What I have noticed over these first 4 days from SJ to Cirauqui is the total absence of Americans. Are there any or am I just riding an American free wave?
In one sense the suggestion by someday that interest in the Camino wanes is true -- when the "Camino craze" grabs people of a certain nationality, there tends to be a wave of people from that country lasting several years, as many of those whose interest is piqued will get along into Spain simultaneously. There have been waves of French, Italians, and Germans, and now Americans.

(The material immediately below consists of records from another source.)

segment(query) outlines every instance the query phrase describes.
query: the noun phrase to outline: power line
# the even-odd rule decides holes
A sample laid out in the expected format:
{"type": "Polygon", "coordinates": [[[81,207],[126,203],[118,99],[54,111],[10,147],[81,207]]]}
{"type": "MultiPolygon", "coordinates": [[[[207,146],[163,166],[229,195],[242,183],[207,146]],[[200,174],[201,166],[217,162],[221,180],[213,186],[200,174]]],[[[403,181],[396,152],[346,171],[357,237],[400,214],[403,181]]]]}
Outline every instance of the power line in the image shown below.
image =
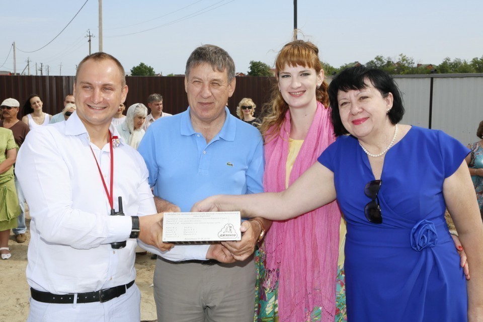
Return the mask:
{"type": "Polygon", "coordinates": [[[199,16],[200,15],[201,15],[201,14],[202,14],[206,13],[207,12],[211,11],[212,10],[214,10],[215,9],[217,9],[217,8],[220,8],[220,7],[222,7],[223,6],[224,6],[225,5],[227,5],[227,4],[229,4],[230,3],[232,3],[232,2],[234,2],[235,0],[231,0],[231,1],[229,1],[229,2],[227,2],[227,3],[223,4],[222,5],[220,5],[218,6],[218,7],[215,7],[215,8],[212,8],[211,9],[210,9],[209,10],[206,10],[206,9],[207,9],[208,8],[210,8],[210,7],[213,7],[213,6],[215,6],[215,5],[217,5],[217,4],[219,4],[220,3],[223,2],[224,1],[226,1],[226,0],[221,0],[221,1],[219,1],[218,2],[216,3],[216,4],[213,4],[213,5],[212,5],[211,6],[209,6],[208,7],[207,7],[206,8],[204,8],[204,9],[201,9],[201,10],[199,11],[197,13],[193,13],[193,14],[190,14],[189,15],[186,15],[186,16],[185,16],[184,17],[181,17],[181,18],[180,18],[180,19],[177,19],[177,20],[173,20],[173,21],[171,21],[171,22],[169,22],[169,23],[166,23],[166,24],[165,24],[164,25],[161,25],[160,26],[157,26],[157,27],[153,27],[153,28],[149,28],[149,29],[145,29],[145,30],[141,30],[141,31],[138,31],[138,32],[133,32],[133,33],[130,33],[130,34],[124,34],[124,35],[116,35],[116,36],[106,36],[105,38],[117,38],[117,37],[123,37],[123,36],[130,36],[131,35],[135,35],[136,34],[140,34],[141,33],[145,32],[146,32],[146,31],[150,31],[150,30],[154,30],[154,29],[158,29],[158,28],[162,28],[162,27],[166,27],[166,26],[169,26],[169,25],[172,25],[173,24],[175,24],[175,23],[177,23],[177,22],[181,22],[181,21],[184,21],[184,20],[188,20],[188,19],[189,19],[190,18],[193,18],[193,17],[196,17],[197,16],[199,16]],[[205,10],[205,11],[203,11],[203,10],[205,10]]]}
{"type": "Polygon", "coordinates": [[[82,5],[82,7],[80,7],[80,9],[79,9],[79,11],[77,12],[77,13],[75,14],[75,15],[74,16],[73,18],[72,18],[72,19],[70,20],[70,21],[69,21],[69,23],[68,23],[68,24],[67,24],[67,26],[66,26],[65,27],[64,27],[64,29],[62,29],[62,30],[61,30],[61,31],[60,31],[60,32],[59,32],[59,34],[58,34],[57,36],[56,36],[55,37],[54,37],[53,39],[52,39],[52,40],[51,40],[50,41],[49,41],[48,43],[47,43],[47,44],[46,45],[45,45],[43,47],[42,47],[39,48],[39,49],[37,49],[37,50],[33,50],[33,51],[24,51],[22,50],[22,49],[19,49],[19,47],[16,47],[17,49],[18,49],[19,50],[20,50],[20,51],[22,52],[31,53],[31,52],[35,52],[36,51],[38,51],[40,50],[40,49],[43,49],[43,48],[45,48],[46,47],[47,47],[50,43],[51,43],[52,41],[53,41],[54,40],[55,40],[55,38],[56,38],[58,37],[59,36],[60,36],[60,34],[61,34],[61,33],[62,33],[62,32],[63,32],[64,30],[65,30],[65,28],[66,28],[67,27],[67,26],[68,26],[68,25],[70,24],[70,23],[72,22],[72,21],[76,17],[77,17],[77,15],[78,15],[78,14],[79,14],[79,13],[80,12],[80,11],[82,10],[82,8],[84,8],[84,6],[86,6],[86,4],[87,4],[87,2],[89,1],[89,0],[86,0],[86,2],[85,2],[85,3],[84,3],[84,4],[82,5]]]}
{"type": "Polygon", "coordinates": [[[14,47],[14,44],[12,44],[12,45],[10,46],[10,51],[9,51],[9,54],[7,55],[7,58],[5,58],[5,61],[4,61],[4,63],[2,64],[2,66],[0,66],[0,68],[2,68],[2,67],[3,67],[4,65],[5,64],[5,63],[7,62],[7,60],[9,59],[9,57],[10,56],[10,53],[12,52],[12,48],[13,48],[13,47],[14,47]]]}
{"type": "Polygon", "coordinates": [[[159,19],[162,18],[164,17],[166,17],[167,16],[169,16],[169,15],[171,15],[171,14],[174,14],[174,13],[175,13],[175,12],[178,12],[178,11],[181,11],[181,10],[183,10],[183,9],[186,9],[186,8],[187,8],[189,7],[191,7],[192,6],[193,6],[194,5],[196,5],[196,4],[197,4],[197,3],[199,3],[199,2],[201,2],[202,1],[202,0],[198,0],[198,1],[197,1],[196,2],[193,3],[191,4],[191,5],[188,5],[188,6],[186,6],[186,7],[183,7],[183,8],[181,8],[181,9],[178,9],[178,10],[175,10],[175,11],[172,11],[172,12],[170,12],[170,13],[169,13],[166,14],[166,15],[163,15],[163,16],[161,16],[156,17],[156,18],[153,18],[153,19],[149,19],[149,20],[146,20],[145,21],[143,21],[142,22],[140,22],[140,23],[137,23],[137,24],[134,24],[134,25],[129,25],[129,26],[123,26],[122,27],[115,27],[115,28],[108,28],[108,29],[105,29],[104,30],[114,30],[114,29],[122,29],[122,28],[128,28],[128,27],[133,27],[133,26],[137,26],[137,25],[142,25],[142,24],[145,24],[145,23],[147,23],[147,22],[150,22],[150,21],[152,21],[153,20],[157,20],[157,19],[159,19]]]}

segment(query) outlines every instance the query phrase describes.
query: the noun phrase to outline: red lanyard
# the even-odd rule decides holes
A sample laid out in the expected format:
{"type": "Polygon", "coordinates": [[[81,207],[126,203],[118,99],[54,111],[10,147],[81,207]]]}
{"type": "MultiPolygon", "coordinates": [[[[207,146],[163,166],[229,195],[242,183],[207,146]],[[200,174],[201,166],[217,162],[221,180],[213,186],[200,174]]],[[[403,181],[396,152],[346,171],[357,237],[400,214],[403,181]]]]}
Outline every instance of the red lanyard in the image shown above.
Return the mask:
{"type": "Polygon", "coordinates": [[[114,204],[113,201],[113,195],[112,195],[112,186],[113,178],[114,176],[114,154],[113,153],[112,151],[112,136],[111,135],[111,131],[109,131],[109,149],[111,151],[111,193],[109,193],[109,191],[107,190],[107,186],[106,185],[106,182],[104,181],[104,177],[102,175],[102,172],[101,171],[101,167],[99,167],[99,164],[97,162],[97,159],[96,158],[96,155],[94,154],[94,151],[92,149],[92,147],[91,146],[91,145],[89,145],[89,147],[91,148],[91,151],[92,152],[92,155],[94,157],[94,159],[96,160],[96,164],[97,165],[97,169],[99,171],[99,175],[101,176],[101,180],[102,180],[102,184],[104,186],[104,190],[106,191],[106,194],[107,195],[107,199],[109,201],[109,205],[111,205],[111,209],[114,209],[114,204]]]}

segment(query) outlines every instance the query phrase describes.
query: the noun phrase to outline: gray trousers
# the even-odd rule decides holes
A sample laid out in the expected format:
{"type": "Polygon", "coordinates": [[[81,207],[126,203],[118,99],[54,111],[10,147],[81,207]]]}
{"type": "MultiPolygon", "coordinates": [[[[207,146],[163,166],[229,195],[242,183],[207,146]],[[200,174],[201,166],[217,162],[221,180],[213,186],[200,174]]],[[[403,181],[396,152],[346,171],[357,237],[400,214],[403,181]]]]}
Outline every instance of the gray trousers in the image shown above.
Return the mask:
{"type": "Polygon", "coordinates": [[[252,322],[253,257],[229,264],[175,264],[158,259],[154,295],[158,322],[252,322]]]}

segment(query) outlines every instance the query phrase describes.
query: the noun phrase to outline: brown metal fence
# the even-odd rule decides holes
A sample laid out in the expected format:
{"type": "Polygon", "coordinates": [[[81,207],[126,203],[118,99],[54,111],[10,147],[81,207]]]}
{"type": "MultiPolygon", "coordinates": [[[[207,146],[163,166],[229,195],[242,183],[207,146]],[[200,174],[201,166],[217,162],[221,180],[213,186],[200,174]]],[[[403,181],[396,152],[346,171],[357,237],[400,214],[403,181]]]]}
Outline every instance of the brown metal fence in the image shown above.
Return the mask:
{"type": "MultiPolygon", "coordinates": [[[[240,76],[236,77],[236,86],[228,100],[232,114],[238,102],[244,97],[250,98],[257,104],[255,116],[262,111],[262,105],[270,98],[273,77],[240,76]]],[[[185,91],[183,76],[130,76],[126,77],[129,92],[126,101],[127,106],[135,103],[147,106],[147,97],[158,93],[164,98],[164,111],[172,114],[185,111],[188,99],[185,91]]],[[[20,102],[22,107],[31,94],[40,96],[43,102],[43,111],[55,114],[63,108],[64,98],[71,93],[73,76],[9,76],[0,75],[0,102],[12,97],[20,102]]]]}

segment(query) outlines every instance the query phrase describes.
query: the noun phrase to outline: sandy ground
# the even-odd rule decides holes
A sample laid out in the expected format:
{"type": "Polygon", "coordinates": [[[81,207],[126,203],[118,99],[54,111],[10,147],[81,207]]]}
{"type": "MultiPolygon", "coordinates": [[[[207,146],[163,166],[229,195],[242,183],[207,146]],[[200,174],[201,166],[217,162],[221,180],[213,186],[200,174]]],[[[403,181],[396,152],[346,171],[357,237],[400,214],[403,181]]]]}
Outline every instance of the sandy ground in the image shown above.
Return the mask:
{"type": "MultiPolygon", "coordinates": [[[[27,249],[30,234],[30,218],[27,214],[27,242],[17,244],[11,233],[9,247],[12,257],[0,260],[0,322],[21,322],[27,320],[29,314],[29,286],[25,277],[27,268],[27,249]]],[[[152,297],[152,275],[156,261],[150,254],[136,255],[136,284],[141,290],[141,319],[156,321],[156,306],[152,297]]]]}

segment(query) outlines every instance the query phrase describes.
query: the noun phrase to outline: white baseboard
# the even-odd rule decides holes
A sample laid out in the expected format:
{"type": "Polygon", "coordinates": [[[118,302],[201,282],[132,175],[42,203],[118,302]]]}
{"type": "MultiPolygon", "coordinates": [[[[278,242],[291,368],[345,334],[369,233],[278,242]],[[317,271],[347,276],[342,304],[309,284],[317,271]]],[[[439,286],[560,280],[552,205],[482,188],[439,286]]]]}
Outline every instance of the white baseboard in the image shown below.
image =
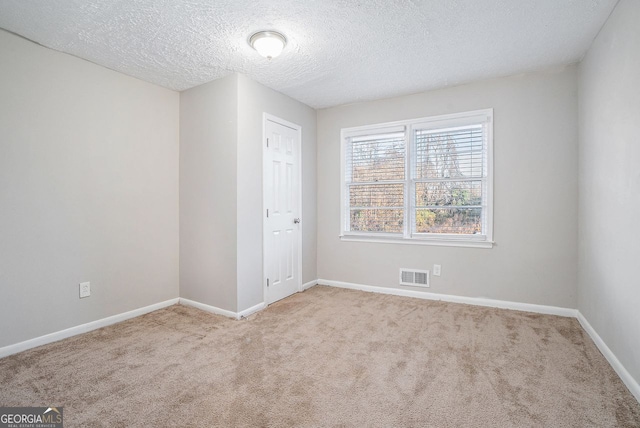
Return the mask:
{"type": "Polygon", "coordinates": [[[604,340],[600,337],[600,335],[595,331],[595,329],[589,324],[589,321],[582,315],[580,311],[578,311],[578,321],[584,330],[591,336],[591,340],[596,344],[602,355],[609,361],[611,367],[616,371],[622,382],[629,388],[631,394],[636,397],[636,400],[640,402],[640,384],[631,376],[631,374],[624,368],[620,360],[615,356],[613,351],[604,343],[604,340]]]}
{"type": "Polygon", "coordinates": [[[65,330],[60,330],[54,333],[45,334],[44,336],[25,340],[24,342],[16,343],[14,345],[5,346],[0,348],[0,358],[17,354],[18,352],[26,351],[31,348],[36,348],[38,346],[57,342],[59,340],[66,339],[71,336],[77,336],[78,334],[87,333],[92,330],[97,330],[102,327],[107,327],[109,325],[126,321],[131,318],[139,317],[140,315],[148,314],[149,312],[157,311],[158,309],[166,308],[167,306],[175,305],[176,303],[178,303],[177,298],[166,300],[164,302],[156,303],[154,305],[149,305],[143,308],[134,309],[129,312],[124,312],[122,314],[113,315],[107,318],[91,321],[86,324],[81,324],[75,327],[67,328],[65,330]]]}
{"type": "Polygon", "coordinates": [[[611,367],[620,376],[622,382],[629,388],[629,391],[636,400],[640,401],[640,384],[631,376],[624,368],[620,360],[615,356],[613,351],[609,349],[607,344],[602,340],[598,333],[591,327],[591,324],[577,309],[561,308],[557,306],[534,305],[530,303],[509,302],[504,300],[493,300],[479,297],[463,297],[450,294],[437,294],[416,290],[403,290],[399,288],[375,287],[371,285],[354,284],[350,282],[332,281],[327,279],[319,279],[318,284],[328,285],[331,287],[348,288],[350,290],[369,291],[373,293],[392,294],[395,296],[416,297],[418,299],[442,300],[444,302],[464,303],[476,306],[488,306],[492,308],[512,309],[516,311],[534,312],[545,315],[559,315],[563,317],[577,318],[582,328],[591,337],[602,355],[607,359],[611,367]]]}
{"type": "Polygon", "coordinates": [[[220,309],[216,306],[206,305],[204,303],[196,302],[194,300],[185,299],[183,297],[180,298],[180,304],[185,306],[191,306],[197,309],[200,309],[205,312],[210,312],[216,315],[223,315],[228,318],[238,319],[238,314],[236,312],[228,311],[226,309],[220,309]]]}
{"type": "Polygon", "coordinates": [[[375,287],[372,285],[354,284],[351,282],[332,281],[319,279],[318,284],[329,285],[331,287],[348,288],[350,290],[369,291],[373,293],[392,294],[395,296],[416,297],[426,300],[442,300],[443,302],[464,303],[467,305],[487,306],[491,308],[512,309],[515,311],[535,312],[545,315],[559,315],[561,317],[577,316],[577,310],[560,308],[557,306],[534,305],[531,303],[509,302],[506,300],[485,299],[482,297],[464,297],[451,294],[429,293],[417,290],[405,290],[401,288],[375,287]]]}
{"type": "Polygon", "coordinates": [[[308,290],[314,285],[318,285],[317,279],[314,279],[313,281],[305,282],[304,284],[302,284],[302,291],[308,290]]]}
{"type": "Polygon", "coordinates": [[[252,306],[252,307],[250,307],[250,308],[248,308],[248,309],[245,309],[244,311],[240,311],[240,312],[238,312],[238,314],[237,314],[237,315],[238,315],[238,316],[237,316],[237,318],[238,318],[238,319],[240,319],[240,318],[246,318],[246,317],[248,317],[249,315],[254,314],[254,313],[258,312],[258,311],[261,311],[261,310],[263,310],[263,309],[264,309],[264,308],[266,308],[266,307],[267,307],[267,304],[266,304],[266,303],[264,303],[264,302],[262,302],[262,303],[258,303],[257,305],[252,306]]]}

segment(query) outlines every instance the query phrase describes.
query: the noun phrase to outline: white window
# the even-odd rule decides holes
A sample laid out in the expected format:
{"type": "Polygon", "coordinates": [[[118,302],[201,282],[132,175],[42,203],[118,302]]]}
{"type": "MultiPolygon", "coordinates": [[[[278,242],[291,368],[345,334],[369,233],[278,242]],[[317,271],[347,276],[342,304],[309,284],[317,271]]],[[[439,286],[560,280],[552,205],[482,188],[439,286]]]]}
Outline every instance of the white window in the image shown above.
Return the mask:
{"type": "Polygon", "coordinates": [[[491,247],[493,110],[342,130],[344,240],[491,247]]]}

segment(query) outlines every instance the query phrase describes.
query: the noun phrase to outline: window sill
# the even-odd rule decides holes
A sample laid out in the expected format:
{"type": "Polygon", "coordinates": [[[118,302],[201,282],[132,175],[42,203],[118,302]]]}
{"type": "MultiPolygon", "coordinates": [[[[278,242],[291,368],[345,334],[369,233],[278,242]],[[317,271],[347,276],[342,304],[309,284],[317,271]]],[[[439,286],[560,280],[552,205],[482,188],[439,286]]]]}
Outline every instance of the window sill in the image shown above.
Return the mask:
{"type": "Polygon", "coordinates": [[[379,236],[341,235],[341,241],[345,242],[372,242],[376,244],[407,244],[407,245],[433,245],[441,247],[466,247],[466,248],[493,248],[493,241],[473,241],[464,239],[405,239],[400,237],[383,238],[379,236]]]}

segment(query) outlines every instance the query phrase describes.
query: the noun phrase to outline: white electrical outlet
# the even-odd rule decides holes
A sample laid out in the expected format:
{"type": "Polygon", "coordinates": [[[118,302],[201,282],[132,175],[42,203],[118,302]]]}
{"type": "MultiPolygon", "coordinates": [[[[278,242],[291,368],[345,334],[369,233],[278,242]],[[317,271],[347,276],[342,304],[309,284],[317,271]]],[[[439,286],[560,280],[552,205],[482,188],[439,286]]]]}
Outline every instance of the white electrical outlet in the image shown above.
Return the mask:
{"type": "Polygon", "coordinates": [[[84,299],[85,297],[91,296],[91,283],[90,282],[81,282],[80,283],[80,298],[84,299]]]}
{"type": "Polygon", "coordinates": [[[433,276],[440,276],[441,267],[440,265],[433,265],[433,276]]]}

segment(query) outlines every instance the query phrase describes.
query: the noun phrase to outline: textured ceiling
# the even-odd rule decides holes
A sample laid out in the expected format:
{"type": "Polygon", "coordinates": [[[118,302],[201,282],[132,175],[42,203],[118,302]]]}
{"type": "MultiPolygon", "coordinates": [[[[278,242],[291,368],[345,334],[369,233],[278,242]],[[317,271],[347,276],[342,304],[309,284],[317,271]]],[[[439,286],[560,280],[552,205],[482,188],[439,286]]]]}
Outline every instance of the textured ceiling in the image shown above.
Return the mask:
{"type": "Polygon", "coordinates": [[[0,27],[184,90],[243,73],[312,107],[582,58],[617,0],[0,0],[0,27]],[[268,61],[247,44],[276,29],[268,61]]]}

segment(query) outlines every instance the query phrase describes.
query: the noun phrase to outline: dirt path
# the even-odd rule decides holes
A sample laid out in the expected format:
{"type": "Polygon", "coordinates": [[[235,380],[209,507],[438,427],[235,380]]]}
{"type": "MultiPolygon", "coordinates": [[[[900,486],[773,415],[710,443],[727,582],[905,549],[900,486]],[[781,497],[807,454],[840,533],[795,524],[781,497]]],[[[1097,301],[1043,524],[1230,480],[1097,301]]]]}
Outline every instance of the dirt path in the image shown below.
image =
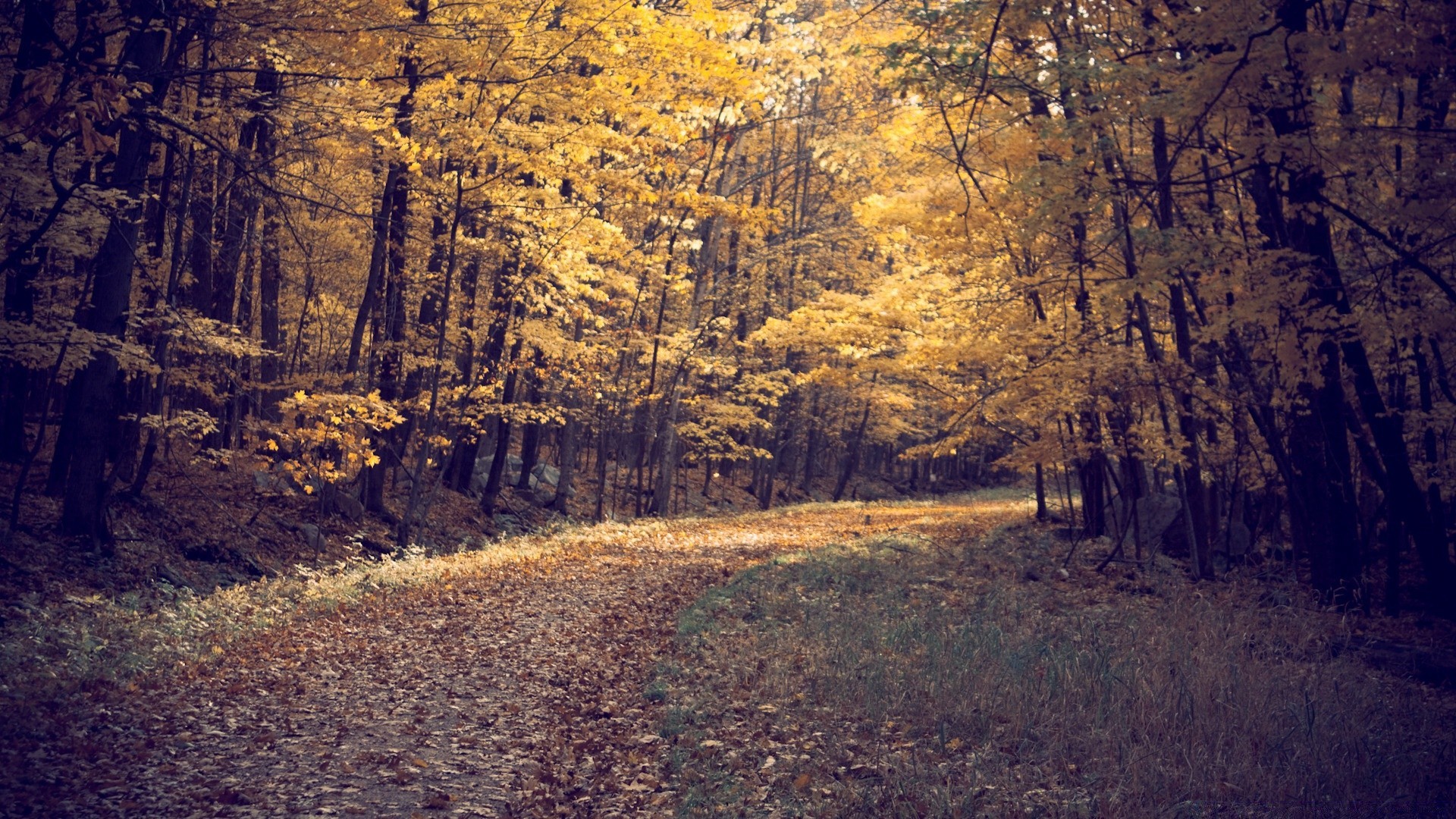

As a local, national interest in the Camino can fade over time, as those interested in the Camino will end up as already having done it, nevertheless each new wave still incrementally increases the underlying basic numbers, as each nation provides new generations of pilgrims to follow where their elders have been before them (plus of course all of us repeat offenders
) -- but it is natural for the % of French, % of Italians, % of Germans, and % of Americans and so on to drop after a time to more of a generational baseline.
Perhaps the initial wave of the American influx of those inspired by
The Way is finally coming to an end, and the current numbers may also be reflecting a more typical drop in numbers after a Holy Year, as was the 2016 Jubilee Year, than was visible at the height of that wave ? The existence of such huge numbers of pilgrims in years that were not Holy Years during the 2010s has been a fairly unusual phenomenon.